Well, I have no patience for that shit anymore. I’m so beyond that. This isn’t some movie where bad stuff keeps happening to fictional characters and then eventually everything turns out O.K. in the end.
This is real life. As real as it gets. Guys are suffering. In some cases, people are dying.
And it simply doesn’t have to be like that.
I mean, it already shouldn’t be like that, but it for sure doesn’t need to be like that going forward. You know what I mean?
Yes, ours is a physical, violent sport. And it may be the case that we cannot rid hockey of that violence and danger altogether. But at the very least let’s deal with the issues that arise as a result of that. Deal with the head trauma. Deal with the concussions. And deal with all of the ramifications that those things bring about.
Stop telling people the world is flat and just do the right thing. Instead of ignoring the damage that occurs to the brain when you get your bell rung out on the ice, let’s own up to it and get guys the help they need. Not just after they retire, but while they’re playing the game.
Let’s start addressing the problem. Let’s look closely at the brain — and how our sport as we currently play it might be harmful to the brain — and begin making things right.
Enough is fucking enough already.
Courtesy of Nick Boynton
I’ve been a company man for too long at this point. I’ve sat back and deteriorated, day after day, month after month, year after year … and I’ve never said a word. Never badmouthed the league. Even on my darkest days, when things were as bleak as they could get.

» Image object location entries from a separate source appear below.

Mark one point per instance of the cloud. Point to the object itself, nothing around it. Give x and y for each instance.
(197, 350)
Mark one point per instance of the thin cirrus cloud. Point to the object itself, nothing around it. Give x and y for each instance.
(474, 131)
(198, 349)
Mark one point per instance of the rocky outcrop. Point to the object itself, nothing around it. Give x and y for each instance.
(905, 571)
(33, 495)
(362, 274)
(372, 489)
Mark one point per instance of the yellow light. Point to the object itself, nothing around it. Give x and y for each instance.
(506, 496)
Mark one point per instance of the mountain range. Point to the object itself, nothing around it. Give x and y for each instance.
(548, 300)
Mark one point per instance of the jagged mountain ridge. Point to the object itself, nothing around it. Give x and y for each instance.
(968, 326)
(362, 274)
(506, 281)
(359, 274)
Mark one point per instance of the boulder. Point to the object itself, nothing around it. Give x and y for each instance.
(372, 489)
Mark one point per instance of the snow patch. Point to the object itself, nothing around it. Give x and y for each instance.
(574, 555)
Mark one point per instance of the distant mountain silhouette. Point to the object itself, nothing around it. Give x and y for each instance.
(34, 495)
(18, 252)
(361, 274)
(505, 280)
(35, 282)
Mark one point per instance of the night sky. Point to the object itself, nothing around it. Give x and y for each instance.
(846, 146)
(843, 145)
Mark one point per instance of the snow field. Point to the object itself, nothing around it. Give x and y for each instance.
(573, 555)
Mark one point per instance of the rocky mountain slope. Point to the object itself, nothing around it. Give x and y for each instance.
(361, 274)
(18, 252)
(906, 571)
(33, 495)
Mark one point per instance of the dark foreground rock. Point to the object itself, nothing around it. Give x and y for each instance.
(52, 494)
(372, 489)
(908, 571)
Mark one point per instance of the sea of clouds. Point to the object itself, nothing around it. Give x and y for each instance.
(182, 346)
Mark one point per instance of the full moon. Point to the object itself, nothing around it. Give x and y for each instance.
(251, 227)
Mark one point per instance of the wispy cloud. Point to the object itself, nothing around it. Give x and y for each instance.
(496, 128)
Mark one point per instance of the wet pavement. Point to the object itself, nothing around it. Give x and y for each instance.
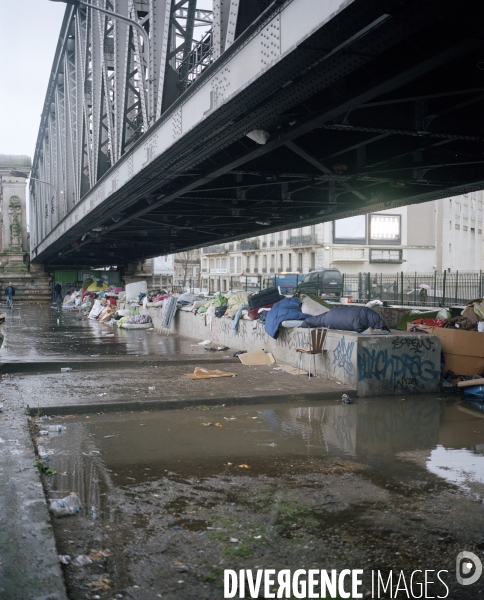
(172, 498)
(237, 479)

But I realize now that I can’t go on that way anymore. I need to speak up about what’s been happening to me and lend support to others who are struggling.
Simply put: Something has to change sooner rather than later.

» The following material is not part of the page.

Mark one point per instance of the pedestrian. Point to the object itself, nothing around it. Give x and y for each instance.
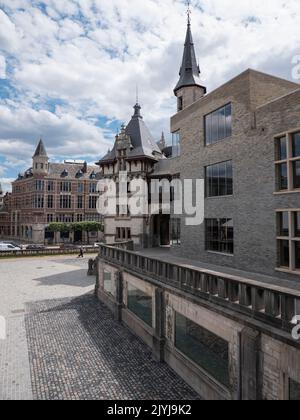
(81, 253)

And I truly believe it’s going to need to be the superstars of the game driving things. As much as I’d like to believe I have the power to change the world, the reality is that no one in power cares about my complaints. No one’s gonna change league policy because me and Carcillo are pissed.

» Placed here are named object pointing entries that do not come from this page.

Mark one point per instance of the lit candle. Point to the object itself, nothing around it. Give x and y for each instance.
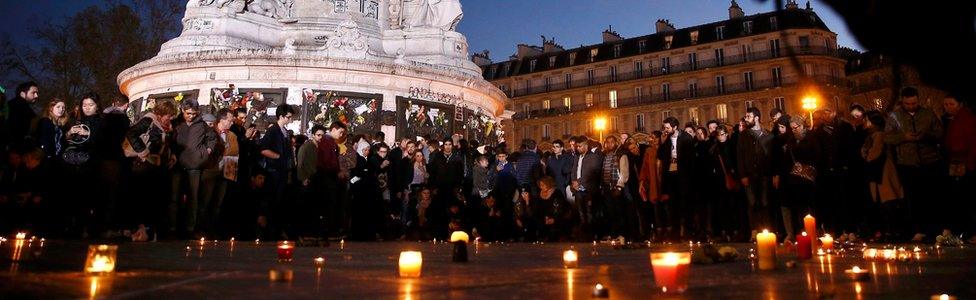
(671, 271)
(459, 236)
(870, 253)
(810, 225)
(460, 241)
(600, 291)
(410, 264)
(767, 249)
(889, 254)
(857, 274)
(570, 259)
(804, 248)
(828, 242)
(101, 259)
(285, 251)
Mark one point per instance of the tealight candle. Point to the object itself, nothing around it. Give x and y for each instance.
(828, 242)
(101, 259)
(857, 274)
(600, 291)
(804, 246)
(459, 236)
(570, 259)
(870, 253)
(671, 270)
(410, 264)
(285, 251)
(766, 249)
(889, 254)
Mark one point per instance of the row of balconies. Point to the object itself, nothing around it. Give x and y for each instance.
(672, 69)
(679, 95)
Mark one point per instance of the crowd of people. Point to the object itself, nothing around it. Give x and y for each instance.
(177, 171)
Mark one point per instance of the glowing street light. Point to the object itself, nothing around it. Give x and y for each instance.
(600, 124)
(809, 104)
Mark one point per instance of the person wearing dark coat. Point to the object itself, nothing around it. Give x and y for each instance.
(276, 152)
(677, 156)
(446, 174)
(753, 165)
(551, 212)
(559, 165)
(586, 176)
(193, 142)
(21, 112)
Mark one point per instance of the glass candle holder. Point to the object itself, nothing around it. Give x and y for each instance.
(285, 251)
(101, 259)
(570, 259)
(671, 270)
(410, 264)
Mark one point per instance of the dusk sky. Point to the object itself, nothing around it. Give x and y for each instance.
(498, 25)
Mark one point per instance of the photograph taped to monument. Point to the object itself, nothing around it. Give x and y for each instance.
(360, 112)
(418, 118)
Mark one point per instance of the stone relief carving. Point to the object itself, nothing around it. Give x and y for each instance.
(197, 24)
(440, 14)
(340, 6)
(346, 42)
(396, 13)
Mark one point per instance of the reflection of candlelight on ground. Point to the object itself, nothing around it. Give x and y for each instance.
(600, 291)
(870, 253)
(101, 259)
(889, 254)
(671, 270)
(285, 251)
(570, 259)
(857, 274)
(569, 282)
(410, 264)
(18, 248)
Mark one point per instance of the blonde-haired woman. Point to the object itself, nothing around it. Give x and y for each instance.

But the guys who make big bucks for the teams … when they’re not happy and speak out, that’s when maybe something will change. If things could bubble up in that way, with leadership from our game’s most talented players, that would really have the potential to move the needle.
And look, I get it. Believe me. I know that’s asking a lot, and that it’s not easy to speak out on a controversial topic when you’re at the pinnacle of the sport. Hell, I’ve seen the way trolls online — and even some former NHL players — go at Daniel at Twitter because he’s trying to bring change to the game. That’s no fun.
But at the same time, the potential to make a difference right now is just so great. It’s sitting out there for guys, just waiting for someone to grab hold of and initiate some conversations that will end up saving people’s lives. And at the end of the day, that, more than anything, will be the best thing for this sport. Because this stuff isn’t going away anytime soon, and hockey can either be on the right side of this, or on the wrong side.
With each day that goes by without any real, decisive action, this league’s legacy gets worse and worse.
Courtesy of Nick Boynton
For me individually, nothing is guaranteed at this point. I’ve still got lots of issues to try and fight through, and every day presents new challenges. But one thing I know for certain is that I’m done lying and pretending that everything’s O.K., because bottling things up like I had been for all those years … that’s like walking around as a ticking time bomb.
And it’s no way to live.
Those days are over for me now. And I feel good knowing that I have spoken out and that I’m on the right side of this issue. I’m fully ready to do all I can to help find a way to fix things when it comes to how hockey treats head trauma and mental-health issues.
I have a mission now. A purpose.
And that feels really good.
Sharing my story with the world is just the beginning.
My life, I’m telling you right now, will not end up being a waste.